De regreso, en el camino me asaltaron diversos pensamientos. Comprendí con qué propósito se había pergeñado ese drama. Comprendí que al mandar a matar al pobre Asguer con las ropas del joyero, el padrino Pedro quiso borrar los rastros del verdadero joyero, es decir, los suyos. Pero no comprendía una cosa. Es cierto que el padrino Pedro, aprovechándose de la ingenuidad del joven bukhariano, le vendió joyas falsas por veinte mil rublos, pero yo no sabía que al principio le había mostrado joyas auténticas y que luego las cambió por las falsas, las artificiales. Ahora, la pregunta era: ¿de dónde había obtenido el padrino Pedro aquellas alhajas verdaderas, que también había vendido a muchos otros?

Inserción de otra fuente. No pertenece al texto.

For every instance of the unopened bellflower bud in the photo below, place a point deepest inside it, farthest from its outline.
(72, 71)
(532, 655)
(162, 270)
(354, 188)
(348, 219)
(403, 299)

Y repentinamente vino a mi memoria un hecho olvidado hacía tiempo, y que fue el inicio de mi desgracia… Recordé aquella funesta llave que, cuando era aprendiz de herrero, había hecho para el padrino Pedro. Recordé que con esa llave se abrió la caja de hierro de un castillo, de donde fueron robadas gran cantidad de joyas y otros efectos valiosos. Recordé los tormentos padecidos por mi maestro, su taller confiscado por el gobierno. Sin duda las joyas del padrino Pedro eran las que se habían robado por aquel tiempo en Persia. Recordé también otra prueba que confirmaba mis sospechas. Cuando cruzamos el río Yerasj y pisamos por primera vez suelo ruso, el padrino Pedro, para impedir que fueran vistos por la aduana, escondió en la albarda de su burro diversos objetos que luego procuró ocultarme con sumo cuidado. ¿Acaso esos objetos eran las joyas actuales, robadas con la llave hecha por mí?

Cuando traté de inquirir al padrino Pedro a ese respecto, me miró severamente y se calló.

Nos quedamos en la feria unos días más, hicimos bailar a nuestro oso y luego nos marchamos.